I have said that dogs are numerous. These animals roam the streets by day and night in packs and fight and tear at anyone or anything. Some days before we arrived there were even more, but a few pounds of poison had been scattered about the streets - which, by the way, are the worst of any town I have ever entered - and the dog population of the world decreased nine hundred. This is the Corumba version. Perhaps the truth is, nine hundred feet, or, as we count, two hundred and twenty-five dogs. In the interests of humanity, I hope the number was nine hundred heads. Five carts then patrolled the streets and carried away to the outskirts those dead dogs, which were there burnt. I, the writer, find the latter part of the story hardest to believe. Why should a freeborn Brazilian lift dogs out of the street? In what better place could they be? They would fill up the holes and ruts, and, in such intense heat, why do needless work?

Corumba is a typical Brazilian town. Little carts, drawn by a string of goats or rams, thread their way through the streets. Any animal but the human must do the work. As the majority of the people go barefooted, the patriarchal custom prevails of having water offered on entering a house to wash the feet. At all hours of the day men, women and children seek to cool themselves in the river, which is here a mile wide, and with a depth of 20 feet in the channel. While on the subject of bathing, I might mention that a wooden image of the patron saint of the town is, with great pomp, brought down at the head of a long procession, once every year, to receive his annual "duck" in the water. This is supposed to benefit him much. After his immersion, all the inhabitants, men, women and children, make a rush to be the first to dip in the "blessed water," for, by doing this, all their sins are forgiven them for a year to come. The sick are careful to see that they are not left in the position of the unfortunate one mentioned in the Gospel by John, who "had no one to put him into the pool."

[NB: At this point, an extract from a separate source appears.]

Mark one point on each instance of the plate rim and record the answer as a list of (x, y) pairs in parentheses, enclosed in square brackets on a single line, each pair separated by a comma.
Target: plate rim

I have also known the Virgin solemnly carried down to the water's edge, that she might command it to rise or fall, as suited the convenience of the people. While she exercised her power the natives knelt around her on the shingly beach in rapturous devotion. At such times the "Mother of Heaven" is clothed in her best, and the jewels in her costume sparkle in the tropical sun.

What the Nile is to Egypt, the Paraguay River is to these interior lands, and what Isis was to the Egyptians, so is the Virgin to these people. Once, when the waters were low, it is related the Virgin came down from heaven and stood upon some rocks in the river bed. To this day the pilot tells you how her footprints are to be clearly seen, impressed in the stone, when the water is shallow. Strange that Mahomet does not rise from his tomb and protest, for that miracle we must concede to him, because his footprints have been on the sacred rocks at Mecca for a thousand years.